1908’de Hürriyetin ilanını izleyen günlerde emekli olup Resne’ye yerleşen Hürriyet Kahramanı Niyazi Beyefendi, Balkan Savaşı patlak verince, hiç tereddüt etmeden ülkesini savunmak için Cevdet Paşa’nın ordusuna katılıyor. Hezimetle biten savaştan daha sonra, İtalya üzerinden İstanbul’a gitmek üzere Arnavutluk’un Avlonya iskelesinde vapur beklerken, yazının girişinde belirttiğim üzere Balkan komitacıları tarafınca, sırtından üç kurşunla vurularak şehit ediliyor.
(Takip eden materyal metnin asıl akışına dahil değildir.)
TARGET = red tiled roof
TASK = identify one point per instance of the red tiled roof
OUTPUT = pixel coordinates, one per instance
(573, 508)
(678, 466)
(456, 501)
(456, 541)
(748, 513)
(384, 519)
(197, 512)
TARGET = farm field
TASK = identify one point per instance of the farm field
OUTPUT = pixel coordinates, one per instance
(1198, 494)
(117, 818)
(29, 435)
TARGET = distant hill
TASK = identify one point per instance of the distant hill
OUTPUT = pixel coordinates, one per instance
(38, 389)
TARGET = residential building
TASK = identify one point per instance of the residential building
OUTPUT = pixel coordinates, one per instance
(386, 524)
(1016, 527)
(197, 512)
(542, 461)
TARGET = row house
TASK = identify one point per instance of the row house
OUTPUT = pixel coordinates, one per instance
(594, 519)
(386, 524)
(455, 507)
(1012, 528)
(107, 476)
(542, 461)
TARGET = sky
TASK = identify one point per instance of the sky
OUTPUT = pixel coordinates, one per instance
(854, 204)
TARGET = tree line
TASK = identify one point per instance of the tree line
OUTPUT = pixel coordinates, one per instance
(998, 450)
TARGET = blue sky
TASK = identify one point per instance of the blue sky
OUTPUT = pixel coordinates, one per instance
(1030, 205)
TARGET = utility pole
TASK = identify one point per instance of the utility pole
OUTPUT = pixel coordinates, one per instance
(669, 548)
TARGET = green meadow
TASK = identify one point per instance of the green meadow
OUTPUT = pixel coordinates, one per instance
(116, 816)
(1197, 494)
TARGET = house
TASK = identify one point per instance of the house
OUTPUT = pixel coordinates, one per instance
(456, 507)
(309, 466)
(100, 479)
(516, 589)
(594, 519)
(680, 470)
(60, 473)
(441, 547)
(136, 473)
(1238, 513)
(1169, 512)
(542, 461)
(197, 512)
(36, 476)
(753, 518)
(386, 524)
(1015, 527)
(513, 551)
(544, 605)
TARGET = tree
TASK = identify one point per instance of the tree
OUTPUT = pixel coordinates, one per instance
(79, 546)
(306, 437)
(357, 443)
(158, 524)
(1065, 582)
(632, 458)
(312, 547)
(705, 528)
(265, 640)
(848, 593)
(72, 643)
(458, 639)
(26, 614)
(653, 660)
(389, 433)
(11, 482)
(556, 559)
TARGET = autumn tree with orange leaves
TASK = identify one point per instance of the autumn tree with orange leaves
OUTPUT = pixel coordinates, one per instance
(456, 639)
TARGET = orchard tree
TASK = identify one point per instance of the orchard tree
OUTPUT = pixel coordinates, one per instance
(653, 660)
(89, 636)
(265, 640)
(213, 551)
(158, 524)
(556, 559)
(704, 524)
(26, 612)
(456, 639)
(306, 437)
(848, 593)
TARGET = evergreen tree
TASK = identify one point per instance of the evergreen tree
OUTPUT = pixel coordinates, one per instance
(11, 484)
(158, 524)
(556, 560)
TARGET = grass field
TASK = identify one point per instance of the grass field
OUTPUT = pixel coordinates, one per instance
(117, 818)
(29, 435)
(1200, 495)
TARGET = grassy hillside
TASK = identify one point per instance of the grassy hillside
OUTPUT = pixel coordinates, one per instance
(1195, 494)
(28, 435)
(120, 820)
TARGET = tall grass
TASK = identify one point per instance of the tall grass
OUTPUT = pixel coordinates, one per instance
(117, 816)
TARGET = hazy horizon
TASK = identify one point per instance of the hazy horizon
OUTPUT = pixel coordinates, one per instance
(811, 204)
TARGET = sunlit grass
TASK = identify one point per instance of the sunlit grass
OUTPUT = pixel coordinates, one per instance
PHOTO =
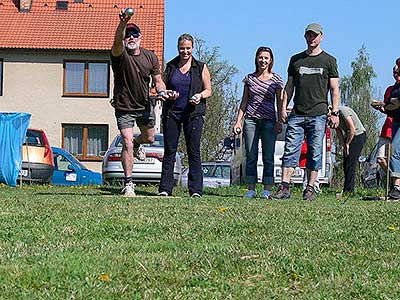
(90, 243)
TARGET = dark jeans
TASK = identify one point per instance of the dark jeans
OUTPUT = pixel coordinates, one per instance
(192, 129)
(350, 162)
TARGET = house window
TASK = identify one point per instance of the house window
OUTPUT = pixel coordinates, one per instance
(1, 77)
(85, 142)
(87, 79)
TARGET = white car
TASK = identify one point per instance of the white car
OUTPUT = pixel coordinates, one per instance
(239, 160)
(215, 174)
(147, 171)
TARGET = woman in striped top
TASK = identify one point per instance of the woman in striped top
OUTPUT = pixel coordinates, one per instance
(261, 89)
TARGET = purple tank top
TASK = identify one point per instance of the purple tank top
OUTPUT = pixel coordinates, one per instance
(180, 83)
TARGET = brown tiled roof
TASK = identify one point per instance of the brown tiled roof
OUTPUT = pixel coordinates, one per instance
(89, 25)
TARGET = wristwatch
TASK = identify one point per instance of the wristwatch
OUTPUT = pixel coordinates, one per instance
(335, 113)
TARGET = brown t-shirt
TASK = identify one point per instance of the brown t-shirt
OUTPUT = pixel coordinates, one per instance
(132, 76)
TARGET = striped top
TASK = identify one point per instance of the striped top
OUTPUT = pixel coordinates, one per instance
(261, 102)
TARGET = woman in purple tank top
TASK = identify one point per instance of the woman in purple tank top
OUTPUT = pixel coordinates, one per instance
(261, 90)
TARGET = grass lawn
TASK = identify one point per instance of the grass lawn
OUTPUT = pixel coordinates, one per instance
(90, 243)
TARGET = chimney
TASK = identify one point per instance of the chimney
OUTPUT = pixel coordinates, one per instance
(25, 5)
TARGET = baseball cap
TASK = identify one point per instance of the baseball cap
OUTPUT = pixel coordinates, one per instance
(314, 27)
(132, 29)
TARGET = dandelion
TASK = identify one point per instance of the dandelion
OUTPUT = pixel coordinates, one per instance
(104, 277)
(293, 275)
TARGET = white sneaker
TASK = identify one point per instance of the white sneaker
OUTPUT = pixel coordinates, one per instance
(266, 194)
(129, 190)
(139, 153)
(250, 194)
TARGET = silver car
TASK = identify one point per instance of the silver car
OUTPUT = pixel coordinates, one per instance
(215, 174)
(147, 171)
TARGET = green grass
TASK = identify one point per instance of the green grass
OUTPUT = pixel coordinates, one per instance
(90, 243)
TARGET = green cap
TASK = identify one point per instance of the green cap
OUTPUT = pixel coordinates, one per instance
(314, 27)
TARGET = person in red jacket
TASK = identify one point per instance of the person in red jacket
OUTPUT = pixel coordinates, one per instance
(391, 107)
(302, 165)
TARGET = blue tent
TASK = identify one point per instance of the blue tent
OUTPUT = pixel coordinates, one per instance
(13, 127)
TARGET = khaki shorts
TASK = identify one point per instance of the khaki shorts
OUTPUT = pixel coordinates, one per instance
(128, 119)
(381, 152)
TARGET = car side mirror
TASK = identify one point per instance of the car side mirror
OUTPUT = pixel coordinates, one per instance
(362, 159)
(71, 168)
(237, 143)
(228, 143)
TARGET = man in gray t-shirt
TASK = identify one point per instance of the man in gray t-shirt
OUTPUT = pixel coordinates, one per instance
(312, 74)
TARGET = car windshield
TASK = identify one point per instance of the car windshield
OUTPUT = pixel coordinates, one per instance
(158, 141)
(34, 138)
(217, 170)
(77, 162)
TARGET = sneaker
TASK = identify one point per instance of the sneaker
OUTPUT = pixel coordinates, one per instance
(139, 153)
(250, 194)
(308, 193)
(283, 193)
(129, 190)
(393, 104)
(266, 194)
(394, 194)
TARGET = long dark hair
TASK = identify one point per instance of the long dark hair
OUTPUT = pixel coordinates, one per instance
(264, 49)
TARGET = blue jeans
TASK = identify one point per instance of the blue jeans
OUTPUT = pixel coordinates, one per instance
(313, 129)
(395, 158)
(253, 130)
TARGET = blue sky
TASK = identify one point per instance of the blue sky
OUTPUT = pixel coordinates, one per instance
(240, 27)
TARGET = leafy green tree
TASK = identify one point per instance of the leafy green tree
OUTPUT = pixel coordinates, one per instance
(357, 91)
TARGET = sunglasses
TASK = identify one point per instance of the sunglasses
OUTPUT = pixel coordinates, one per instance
(132, 34)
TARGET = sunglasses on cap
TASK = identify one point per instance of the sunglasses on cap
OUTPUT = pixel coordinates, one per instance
(132, 34)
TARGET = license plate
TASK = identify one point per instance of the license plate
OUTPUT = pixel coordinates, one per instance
(297, 172)
(148, 160)
(24, 173)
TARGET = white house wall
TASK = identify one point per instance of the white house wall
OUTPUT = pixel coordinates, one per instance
(33, 83)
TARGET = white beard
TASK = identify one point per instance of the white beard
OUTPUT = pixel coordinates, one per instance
(131, 46)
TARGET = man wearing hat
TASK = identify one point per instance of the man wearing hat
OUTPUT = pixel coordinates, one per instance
(134, 69)
(311, 75)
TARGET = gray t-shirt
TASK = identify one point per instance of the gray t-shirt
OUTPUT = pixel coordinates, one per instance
(311, 76)
(344, 113)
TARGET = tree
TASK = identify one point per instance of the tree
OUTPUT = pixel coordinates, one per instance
(357, 91)
(222, 105)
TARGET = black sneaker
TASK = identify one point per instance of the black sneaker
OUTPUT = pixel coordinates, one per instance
(394, 194)
(308, 193)
(283, 193)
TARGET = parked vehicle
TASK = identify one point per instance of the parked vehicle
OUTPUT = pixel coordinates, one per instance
(148, 171)
(70, 171)
(239, 160)
(372, 175)
(215, 174)
(37, 157)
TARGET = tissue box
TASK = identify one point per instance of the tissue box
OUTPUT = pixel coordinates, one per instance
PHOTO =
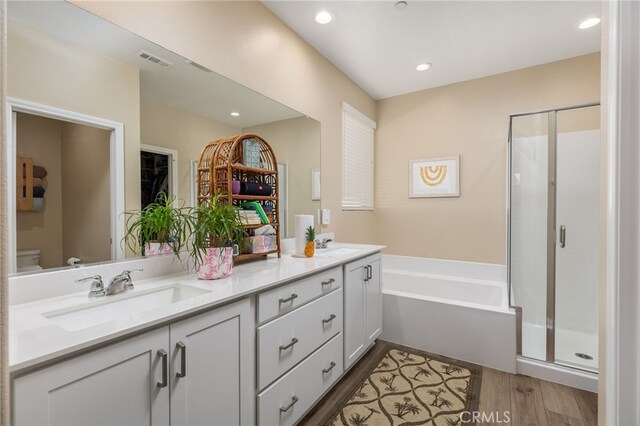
(260, 244)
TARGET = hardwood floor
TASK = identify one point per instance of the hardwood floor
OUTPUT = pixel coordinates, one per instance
(527, 401)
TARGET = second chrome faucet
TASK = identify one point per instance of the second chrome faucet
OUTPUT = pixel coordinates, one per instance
(121, 283)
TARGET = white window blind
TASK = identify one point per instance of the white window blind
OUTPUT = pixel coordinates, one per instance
(357, 159)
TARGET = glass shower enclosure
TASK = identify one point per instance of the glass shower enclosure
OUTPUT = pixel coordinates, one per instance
(554, 230)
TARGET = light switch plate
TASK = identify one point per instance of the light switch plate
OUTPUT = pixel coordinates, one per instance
(325, 216)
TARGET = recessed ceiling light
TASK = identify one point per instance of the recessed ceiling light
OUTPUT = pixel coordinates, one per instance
(588, 23)
(324, 17)
(401, 5)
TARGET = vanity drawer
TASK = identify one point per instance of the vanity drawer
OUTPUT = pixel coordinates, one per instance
(304, 385)
(288, 297)
(284, 342)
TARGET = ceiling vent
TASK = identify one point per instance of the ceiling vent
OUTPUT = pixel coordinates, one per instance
(197, 65)
(152, 58)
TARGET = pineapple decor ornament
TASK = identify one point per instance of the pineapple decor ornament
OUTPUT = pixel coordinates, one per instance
(310, 247)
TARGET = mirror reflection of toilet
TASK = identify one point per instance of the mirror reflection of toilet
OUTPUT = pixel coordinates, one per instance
(29, 260)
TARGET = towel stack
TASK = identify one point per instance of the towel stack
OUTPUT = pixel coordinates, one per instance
(39, 187)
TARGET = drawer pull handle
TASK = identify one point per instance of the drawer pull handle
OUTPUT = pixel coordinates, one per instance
(331, 318)
(165, 368)
(328, 282)
(328, 369)
(289, 299)
(294, 399)
(183, 359)
(293, 342)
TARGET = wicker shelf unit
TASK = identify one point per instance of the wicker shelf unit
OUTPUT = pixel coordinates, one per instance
(221, 163)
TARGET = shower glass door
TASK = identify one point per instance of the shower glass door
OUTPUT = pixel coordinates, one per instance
(554, 233)
(578, 231)
(528, 229)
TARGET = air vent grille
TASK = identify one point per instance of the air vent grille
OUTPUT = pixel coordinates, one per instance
(197, 65)
(152, 58)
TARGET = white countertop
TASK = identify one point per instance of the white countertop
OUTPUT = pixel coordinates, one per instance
(34, 339)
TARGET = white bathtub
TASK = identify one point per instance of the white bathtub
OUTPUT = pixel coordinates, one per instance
(455, 309)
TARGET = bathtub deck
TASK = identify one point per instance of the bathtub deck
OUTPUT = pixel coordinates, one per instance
(529, 401)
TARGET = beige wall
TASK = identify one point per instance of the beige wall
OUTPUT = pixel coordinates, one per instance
(39, 138)
(469, 119)
(296, 143)
(86, 186)
(48, 71)
(164, 126)
(245, 42)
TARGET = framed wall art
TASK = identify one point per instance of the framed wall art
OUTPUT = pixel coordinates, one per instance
(435, 177)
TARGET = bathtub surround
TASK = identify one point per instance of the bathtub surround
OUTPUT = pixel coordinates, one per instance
(471, 119)
(461, 307)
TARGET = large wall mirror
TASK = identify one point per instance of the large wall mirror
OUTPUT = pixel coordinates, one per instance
(104, 120)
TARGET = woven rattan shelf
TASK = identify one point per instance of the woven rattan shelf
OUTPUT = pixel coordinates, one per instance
(221, 162)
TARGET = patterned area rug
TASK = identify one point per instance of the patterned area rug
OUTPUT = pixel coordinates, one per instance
(411, 387)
1908 Hürriyet İhtilali; Talât, Enver, Niyazi, Atıf, Eyüp Sabri Beyefendilerde ve daha bir hayli vatanseverin kimliğinde, kendini feda eden kahramanlarını buldu. Onlar “ecnebi yumruğunu görmemek” için, canlarından aziz bildikleri vatan ve millet yolunda kendilerini, feda etmekten kaçınmadılar.

Resneli Niyazi Bey’in Avlonya’da olan na’şı, İstanbul’a, “Hürriyet-i Ebediye” zirvesine Talât Paşa, Enver Paşa, Eyüp Sabri Beyefendi, Atıf Beyefendi üzere öteki hürriyet şehitlerinin yanına getirilmeli. Talât Paşa’nın na’şının Berlin’den, Enver Paşa’nın na’şının Tacikistan’dan getirildiğini biliyoruz.
Tüm şehitlerimizle birlikte Resneli Niyazi Bey’i büyük bir hürmet, sevgi ve minnetle anıyorum.

Feyziye Özberk



Kaynak:
Feyziye Özberk, Resneli Niyazi/ Vatan Fedaisi ve Rumeli Dağlarından Cumhuriyete”, Kırmızı Kedi Yayınevi, Nisan 2019, İstanbul.